En 1944, c’est dans un contexte historiquement et politiquement ombrageux qu’Akira Kurosawa expérimente pour la première fois l’entière écriture cinématographique de son second film en le scénarisant lui-même. Dans Le plus dignement, il quitte ainsi la masculinité bouillonnante de La Légende du grand judo pour s’attarder sur un collectif entièrement féminin dont la résilience et la détermination constituent la vitrine idéologique de son réalisateur mais aussi d’un gouvernement soucieux de motiver son peuple à l’arrière.

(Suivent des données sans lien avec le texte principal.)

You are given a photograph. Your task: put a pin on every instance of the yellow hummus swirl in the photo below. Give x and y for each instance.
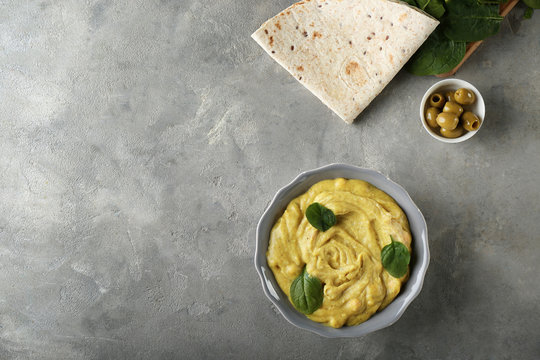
(347, 257)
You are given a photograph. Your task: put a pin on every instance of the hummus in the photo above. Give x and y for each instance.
(346, 257)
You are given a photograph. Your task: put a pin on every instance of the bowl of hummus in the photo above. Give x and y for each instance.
(342, 251)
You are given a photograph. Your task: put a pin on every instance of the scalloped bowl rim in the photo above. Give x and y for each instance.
(409, 291)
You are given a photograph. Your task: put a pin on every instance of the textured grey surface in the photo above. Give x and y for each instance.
(141, 140)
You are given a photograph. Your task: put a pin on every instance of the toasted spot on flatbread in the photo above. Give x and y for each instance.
(353, 73)
(351, 67)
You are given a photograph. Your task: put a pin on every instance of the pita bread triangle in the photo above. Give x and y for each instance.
(345, 51)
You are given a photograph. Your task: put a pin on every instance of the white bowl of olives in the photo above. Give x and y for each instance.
(452, 110)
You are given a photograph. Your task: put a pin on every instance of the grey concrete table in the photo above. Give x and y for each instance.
(141, 140)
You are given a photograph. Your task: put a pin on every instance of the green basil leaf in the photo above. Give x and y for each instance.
(469, 20)
(411, 2)
(438, 55)
(395, 258)
(306, 293)
(535, 4)
(434, 8)
(320, 217)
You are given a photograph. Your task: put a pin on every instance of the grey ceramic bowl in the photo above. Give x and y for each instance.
(419, 260)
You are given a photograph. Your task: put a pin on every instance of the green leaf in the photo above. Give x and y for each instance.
(535, 4)
(411, 2)
(320, 217)
(306, 293)
(434, 8)
(468, 20)
(395, 258)
(437, 55)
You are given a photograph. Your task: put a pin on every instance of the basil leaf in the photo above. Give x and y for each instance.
(411, 2)
(434, 8)
(320, 217)
(468, 20)
(438, 55)
(395, 258)
(535, 4)
(306, 293)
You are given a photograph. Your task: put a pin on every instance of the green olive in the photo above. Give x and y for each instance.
(464, 96)
(470, 121)
(453, 108)
(431, 116)
(449, 96)
(448, 121)
(436, 100)
(457, 132)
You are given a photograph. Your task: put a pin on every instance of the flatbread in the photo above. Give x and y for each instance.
(345, 51)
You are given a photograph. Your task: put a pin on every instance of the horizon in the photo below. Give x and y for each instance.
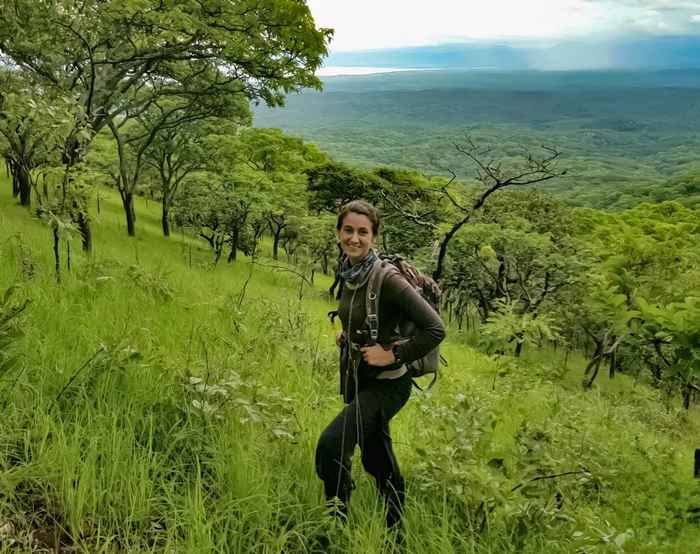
(371, 25)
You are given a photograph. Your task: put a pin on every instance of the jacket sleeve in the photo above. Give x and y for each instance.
(430, 330)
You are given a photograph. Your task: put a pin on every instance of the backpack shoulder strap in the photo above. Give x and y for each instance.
(374, 289)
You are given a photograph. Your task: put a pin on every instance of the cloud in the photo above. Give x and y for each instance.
(378, 24)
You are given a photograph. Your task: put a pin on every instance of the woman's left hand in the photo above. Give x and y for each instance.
(377, 356)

Synopsis : Japon. 1944. Un groupe d’ouvrière travaillant dans une usine fabriquant des lentilles de précision destinées pour les canons. Elles décident de revendiquer une cadence de travail aussi lourde que celle des hommes afin de contribuer à l’effort de guerre…

Le sacrifice au féminin

Dans son autobiographie, Akira Kurosawa rappelle la mentalité japonaise qui estime que « le sacrifice personnel [est] une façon raisonnable de conduire sa vie ». C’est donc dans cette logique sacrificielle qu’il fait évoluer ses personnages dont il atomise toute forme d’affirmation de soi que le peuple considère comme « immorale ». Passés les relents propagandistes aisément explicables par un contexte de Seconde Guerre Mondiale qui épuise une population agonisante et que le gouvernement se doit de galvaniser, on notera une idéologie nationaliste trop archaïque pour toucher et capter le spectateur ultra contemporain. En effet, Kurosawa prouvera et imposera plus tard une idéologie beaucoup plus nuancée, placée entre les bénéfices du collectif mais aussi de l’affirmation individuelle. Toutefois, une forme de modernité se dégage dans l’ambition de ces personnages féminins revendiquant une égalité « physique » avec les hommes en revendiquant les mêmes exigences de rendement. Ce féminisme de résilience présente ainsi une ambivalence en ce qu’il revendique une égalité au service une idéologie nationaliste douteuse.

« Le plus beau » film ?

Par ailleurs, Le plus dignement est l’occasion pour son auteur de démontrer son habileté formelle tout étant soumis à des contraintes de production. Véritable film de jeunesse, Kurosawa démontre une dextérité étonnante dans le recours à des mouvements incessants de caméra qui captent et miment l’énergie collective de ces ouvrières prêtes au plus grand des sacrifices. Toutefois, cette virtuosité frôle parfois l’excès jusqu’à tomber dans un exercice de style parfois excessif. Néanmoins, lorsqu’est bien menée, cette habileté démonstrative parvient à se recouper parfaitement avec les thématiques fortes du film (l’amitié, le sacrifice, le patriotisme …) dans des séquences touchant au sublime. C’est ainsi qu’avec la frénésie du montage une séquence de match de volley se transfigure en une éclatante séquence d’osmose et de cohésion entre les individus.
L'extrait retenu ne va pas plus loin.